Raus aus den eigenen vier Wänden, Neues kennenlernen – keine Frage, Reisen gehört zu den besten Freizeitbeschäftigungen überhaupt. Wie schön waren die Zeiten, als vom Klimawandel noch keine Rede war und man ohne schlechtes Gewissen bis in den letzten Winkel der Welt fliegen konnte. Doch mittlerweile häufen sich die Naturkatastrophen – und zwar nicht nur irgendwo in „Dschibuti“. Überschwemmungen, Dürreperioden und Orkane treiben ihr Unwesen mittlerweile auch bei uns und fordern Menschenleben. Jeder weiß, dass eine der Ursachen dafür der massive Flugverkehr ist. Eine schlechte Nachricht für unsere Lust auf fremde Länder und Kulturen, denn sie vermiest uns auf den ersten Blick das unbekümmerte Reisen. Doch auf den zweiten Blick öffnet sie auch den Horizont für neue Formen des Urlaubens. Wie wär’s etwa mit einer Bahnreise im super bequemen Schlafwagen nach Sylt?

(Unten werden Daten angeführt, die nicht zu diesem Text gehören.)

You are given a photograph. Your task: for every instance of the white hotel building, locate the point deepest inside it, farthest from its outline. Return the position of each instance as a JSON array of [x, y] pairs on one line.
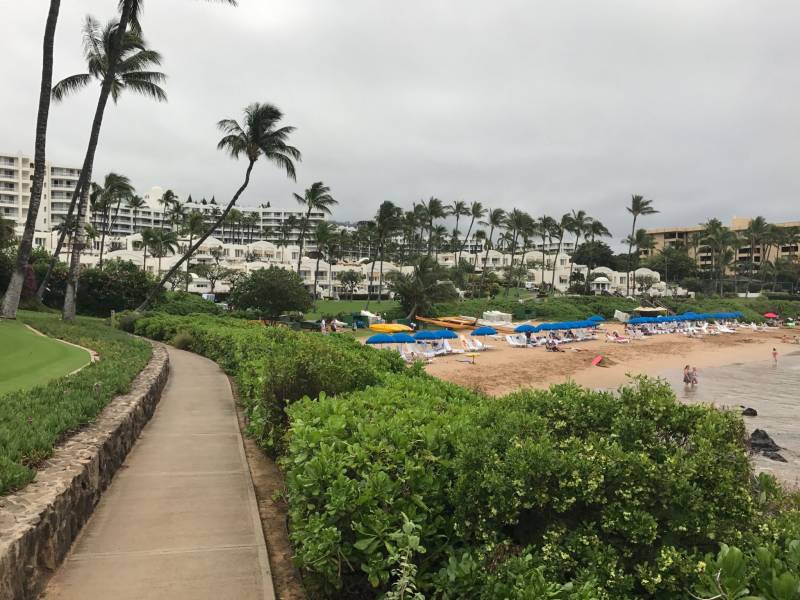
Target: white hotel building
[[16, 173]]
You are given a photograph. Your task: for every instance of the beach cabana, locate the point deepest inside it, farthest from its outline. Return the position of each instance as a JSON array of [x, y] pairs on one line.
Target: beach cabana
[[481, 331]]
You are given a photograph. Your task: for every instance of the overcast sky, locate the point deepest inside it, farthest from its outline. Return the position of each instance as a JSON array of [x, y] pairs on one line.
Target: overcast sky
[[544, 106]]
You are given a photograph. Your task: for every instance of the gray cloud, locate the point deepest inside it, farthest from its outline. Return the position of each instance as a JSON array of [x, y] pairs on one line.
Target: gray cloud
[[544, 106]]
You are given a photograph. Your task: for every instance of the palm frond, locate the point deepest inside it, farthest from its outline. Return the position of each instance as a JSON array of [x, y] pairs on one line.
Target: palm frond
[[70, 84]]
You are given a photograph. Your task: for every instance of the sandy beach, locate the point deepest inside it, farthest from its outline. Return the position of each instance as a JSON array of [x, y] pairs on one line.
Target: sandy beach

Der erste Impuls ist die Selbstverteidigung: Dreimal bin ich den vergangenen zehn Jahren privat geflogen, von Vielfliegerin also (flug)meilenweit entfernt. Denn: Ganz klar, unnötige Flugreisen gibt es viele, wer eine Alternative per Zug finden kann, sollte diese wählen. Entspannen und planschen kann man auch an österreichischen Seen, zum Wandern ist unser Land ohnehin ein Traum.
Jedes Mal sofort die moralische Keule auszupacken, wenn jemand einmal eine Fernreise macht, scheint allerdings auch der falsche Weg.
Reisen eröffnet neue Welten, neue Horizonte, und das vor allem, wenn am Zielort Unbekanntes wartet. Dass wir uns als Menschen die Möglichkeit geschaffen haben, in überschaubarer Anreise-Zeit andere Kulturen und Kontinente kennenzulernen, darf immer noch als Errungenschaft gelten. Ein Horizont, der sich am Neusiedlersee erschöpft, ist das sicherlich nicht.